23曲というロングセットをバンドと共に全力で駆け抜けた(撮影/板橋淳一)

 待望のワンマンライブの幕開けは新曲『浮世シグレ』からスタート。5人が広いステージを活かして踊りだす。河野穂乃花のきっちりと切りそろえた前髪が幼くて可愛らしい。10代最後の夏を駆け抜け、以前よりも更に彼女自身がステージを楽しんでいるように感じた。その笑顔は柔らかだ。
 
 続く『アンダンテ』は煽りチューン。会場のファンが完全なライブハウスノリだったことに驚かされた。メンバーの激しいダンスに、フロアも拳を突き上げて応える。これもファン純度100%のワンマンライブならでは。
 
 以前から対外試合的なイベントでもバックバンドを従えてのパフォーマンスを披露することがあったが、その独特の空気感は凄まじいものがある。ひめキュンはメンバー全員のキー高く、THEアイドルな歌声だ。それに対して、バックバンドの音圧は結構なもの。ボーカルを際立たせるような遠慮はナシ。
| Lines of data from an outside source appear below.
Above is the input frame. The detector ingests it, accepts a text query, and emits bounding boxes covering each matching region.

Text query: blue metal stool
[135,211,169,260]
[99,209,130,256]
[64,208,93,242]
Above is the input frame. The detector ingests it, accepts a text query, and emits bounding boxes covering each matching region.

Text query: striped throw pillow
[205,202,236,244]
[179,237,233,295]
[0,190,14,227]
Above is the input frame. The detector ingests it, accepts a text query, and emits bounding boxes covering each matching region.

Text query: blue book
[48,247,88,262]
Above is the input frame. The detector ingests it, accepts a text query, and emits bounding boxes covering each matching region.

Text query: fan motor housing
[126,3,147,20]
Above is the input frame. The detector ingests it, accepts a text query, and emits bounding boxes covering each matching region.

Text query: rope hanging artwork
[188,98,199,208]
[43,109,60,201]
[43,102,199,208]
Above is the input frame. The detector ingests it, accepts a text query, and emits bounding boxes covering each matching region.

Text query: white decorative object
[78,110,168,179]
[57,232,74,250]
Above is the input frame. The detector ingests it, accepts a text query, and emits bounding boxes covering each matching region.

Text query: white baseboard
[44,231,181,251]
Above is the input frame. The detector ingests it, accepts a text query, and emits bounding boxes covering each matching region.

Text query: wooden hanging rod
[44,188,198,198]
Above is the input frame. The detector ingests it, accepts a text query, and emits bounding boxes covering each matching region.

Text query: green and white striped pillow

バンドに後押しされるかのように、以前より更にたくましく成長していた。
 
 小柄な岡本真依のハツラツとしたパフォーマンスはチアガールを彷彿とさせる(ちょうどこの日は高い位置で結んだポニーテールで登場)。振りのひとつひとつが豪快で、自身のダンスの反動で倒れてしまうのでは? と心配になってしまうほどだ。それでも彼女は笑顔で駆け抜ける。最年長の谷尾桜子は包容力のある柔らかな笑顔で会場をくまなくアピール。奥村真友里のビジュアルと、そのほんわかした歌声も見守りたくなってしまうし……5人のバランスがとれたチームプレイで、ファンの心をガッシリと掴んで離さない。
 
 菊原結里亜はひめキュンのロックテイストの要である。『ワタシダイイチキボウ』では本来得意ではない低めのキーでソロパートも堂々と歌いきり、表情も晴れやかだ。後半で披露したソロ歌唱曲『君からの魔法』ではそのスラッとした長身と甘い声のギャップに釘付けになってしまった。
 
 想像以上の動員とフロアの熱気にメンバーも驚いた様子で、「みんな結構(会場に)ぎりぎりに来るんだね」「事前に(スタッフから)聞いていた数と100人くらい違うからびっくりしちゃった」と思わず声を漏らす。
 
 12月24 日に2ndアルバム『電撃プリンセス』をリリースすることが発表された。「(クリスマスには)みんなお金使わないでしょ?」「予定空いてるもんね」とメンバーもSっ気を発揮。ファンにプレッシャーを与えつつ、会場からは「おーい!」とツッコミが漏れた。
 
 それにしても、ロングセットをほぼMC無しで駆け抜ける5人の体力には驚かされた。彼女達のステージについてくるファンも、ピュアにライブハウスの熱感を楽しんでいる。他のアイドル現場には無い独特の空気。今、体験すべきはひめキュンのライブだ。